3. Rinse the cabbage with fresh water and squeeze it dry.
4. In a small pot heat the sesame oil and lightly fry the garlic, about 30 seconds.
5. Remove the pot from the heat and stir in the chili powder.
6. After one minute, add the vinegar, sugar, ginger and bay leaf.
7. Bring the pot to a boil for one minute and then remove the pot from the heat.
8. Add the Sichuan pepper, paprika and one quarter cup of water.
Tip: Cooking Sichuan pepper evaporates its volatile oils. Always add it at the very end of any cooking process.
9. Put the cabbage in a large non-reactive bowl and pour the pickling sauce over it. Toss to coat the leaves.
Tip: A Japanese pickle press mechanically pushes the vegetables under the liquid. A Chinese pickling jar has a bowl shaped lid that fits into a water moat around the top to seal the jar and keep air/mold/bugs away from the pickles. You may need to add a weighted plate to hold down the vegetables or add enough liquid to cover them.

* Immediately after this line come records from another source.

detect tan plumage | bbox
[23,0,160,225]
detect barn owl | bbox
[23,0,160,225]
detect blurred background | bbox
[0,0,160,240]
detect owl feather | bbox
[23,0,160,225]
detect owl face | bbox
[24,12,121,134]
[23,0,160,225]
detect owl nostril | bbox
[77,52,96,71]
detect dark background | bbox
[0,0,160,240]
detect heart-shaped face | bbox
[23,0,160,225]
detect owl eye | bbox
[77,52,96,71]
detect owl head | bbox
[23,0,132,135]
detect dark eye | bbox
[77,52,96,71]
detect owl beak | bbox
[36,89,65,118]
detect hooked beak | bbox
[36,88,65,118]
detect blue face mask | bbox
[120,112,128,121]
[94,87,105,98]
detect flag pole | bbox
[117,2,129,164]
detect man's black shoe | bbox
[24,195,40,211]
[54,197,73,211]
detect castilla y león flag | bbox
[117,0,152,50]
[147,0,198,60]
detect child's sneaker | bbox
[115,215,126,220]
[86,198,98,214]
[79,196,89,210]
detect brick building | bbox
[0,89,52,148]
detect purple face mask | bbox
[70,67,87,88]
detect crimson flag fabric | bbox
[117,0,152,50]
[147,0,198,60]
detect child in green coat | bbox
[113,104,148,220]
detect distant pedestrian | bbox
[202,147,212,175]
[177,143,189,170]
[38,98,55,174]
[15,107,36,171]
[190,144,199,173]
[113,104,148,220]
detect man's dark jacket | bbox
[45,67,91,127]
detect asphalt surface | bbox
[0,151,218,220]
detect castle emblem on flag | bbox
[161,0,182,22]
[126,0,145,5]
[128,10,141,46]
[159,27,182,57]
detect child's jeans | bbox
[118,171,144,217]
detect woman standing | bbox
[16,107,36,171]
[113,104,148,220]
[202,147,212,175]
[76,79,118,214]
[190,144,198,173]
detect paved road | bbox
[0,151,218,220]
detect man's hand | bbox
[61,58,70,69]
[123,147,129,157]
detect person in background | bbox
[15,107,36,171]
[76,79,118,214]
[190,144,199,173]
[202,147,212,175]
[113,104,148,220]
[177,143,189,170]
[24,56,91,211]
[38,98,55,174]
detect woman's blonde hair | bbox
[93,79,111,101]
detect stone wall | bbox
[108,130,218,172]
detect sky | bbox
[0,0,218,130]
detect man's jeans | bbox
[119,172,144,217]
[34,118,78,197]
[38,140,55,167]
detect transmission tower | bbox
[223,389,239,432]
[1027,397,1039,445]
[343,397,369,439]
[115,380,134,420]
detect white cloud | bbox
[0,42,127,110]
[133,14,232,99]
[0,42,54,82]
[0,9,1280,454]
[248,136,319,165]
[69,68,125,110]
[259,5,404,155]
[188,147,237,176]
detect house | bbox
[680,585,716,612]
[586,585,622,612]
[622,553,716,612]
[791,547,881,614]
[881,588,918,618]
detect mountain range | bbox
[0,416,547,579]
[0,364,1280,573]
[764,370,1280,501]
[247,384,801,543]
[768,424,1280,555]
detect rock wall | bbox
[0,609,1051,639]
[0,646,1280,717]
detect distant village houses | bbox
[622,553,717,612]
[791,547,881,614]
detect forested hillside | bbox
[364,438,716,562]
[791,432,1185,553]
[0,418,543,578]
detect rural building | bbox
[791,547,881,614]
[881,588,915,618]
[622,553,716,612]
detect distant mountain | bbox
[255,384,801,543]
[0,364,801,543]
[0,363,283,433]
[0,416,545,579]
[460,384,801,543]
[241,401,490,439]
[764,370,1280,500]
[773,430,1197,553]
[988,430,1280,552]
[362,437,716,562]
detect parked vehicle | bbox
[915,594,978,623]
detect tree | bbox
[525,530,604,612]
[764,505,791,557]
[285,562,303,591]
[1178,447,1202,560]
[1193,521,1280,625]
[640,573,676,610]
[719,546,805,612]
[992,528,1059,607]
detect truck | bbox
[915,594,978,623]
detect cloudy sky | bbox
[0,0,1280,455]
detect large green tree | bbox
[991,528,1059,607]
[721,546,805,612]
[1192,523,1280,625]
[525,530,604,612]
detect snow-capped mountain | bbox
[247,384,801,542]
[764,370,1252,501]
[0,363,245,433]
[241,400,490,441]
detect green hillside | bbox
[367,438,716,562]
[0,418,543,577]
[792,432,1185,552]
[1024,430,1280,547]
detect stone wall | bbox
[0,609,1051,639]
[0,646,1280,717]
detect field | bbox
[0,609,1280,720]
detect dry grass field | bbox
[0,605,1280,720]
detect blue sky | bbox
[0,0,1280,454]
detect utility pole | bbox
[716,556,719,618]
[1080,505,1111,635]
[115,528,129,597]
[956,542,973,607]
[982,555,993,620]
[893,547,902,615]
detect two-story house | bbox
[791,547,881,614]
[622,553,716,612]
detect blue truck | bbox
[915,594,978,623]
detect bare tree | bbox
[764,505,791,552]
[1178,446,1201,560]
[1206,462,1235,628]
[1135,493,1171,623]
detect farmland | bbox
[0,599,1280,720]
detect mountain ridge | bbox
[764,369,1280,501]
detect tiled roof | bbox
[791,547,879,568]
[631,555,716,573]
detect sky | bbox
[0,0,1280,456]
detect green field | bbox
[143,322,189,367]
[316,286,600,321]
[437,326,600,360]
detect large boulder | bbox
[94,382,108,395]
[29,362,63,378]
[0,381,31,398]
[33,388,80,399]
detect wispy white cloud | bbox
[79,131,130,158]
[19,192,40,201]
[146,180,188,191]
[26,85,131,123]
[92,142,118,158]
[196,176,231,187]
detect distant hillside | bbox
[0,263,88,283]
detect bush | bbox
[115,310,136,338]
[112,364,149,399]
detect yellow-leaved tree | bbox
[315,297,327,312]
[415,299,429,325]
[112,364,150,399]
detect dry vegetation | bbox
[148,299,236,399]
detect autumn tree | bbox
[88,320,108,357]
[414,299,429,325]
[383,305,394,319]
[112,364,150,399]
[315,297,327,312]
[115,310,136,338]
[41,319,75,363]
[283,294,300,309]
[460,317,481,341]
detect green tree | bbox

11. Let the cabbage sit at room temperature for one day.
Tip: You may keep them up to a week if you want fermented, rather than fresh, pickles.
12. Mix in the chopped red pepper and let the vegetables sit for four hours or another day.
13. Serve at room temperature.
Note: I knew that Chris, my son-in-law, would find these pickles too tame. He likes his pickles really spicy, I squeezed out most of the pickling brine and stirred in two teaspoons of Karl’s Sichuan Chili Oil. A Sichuan cook would add a tablespoon or two.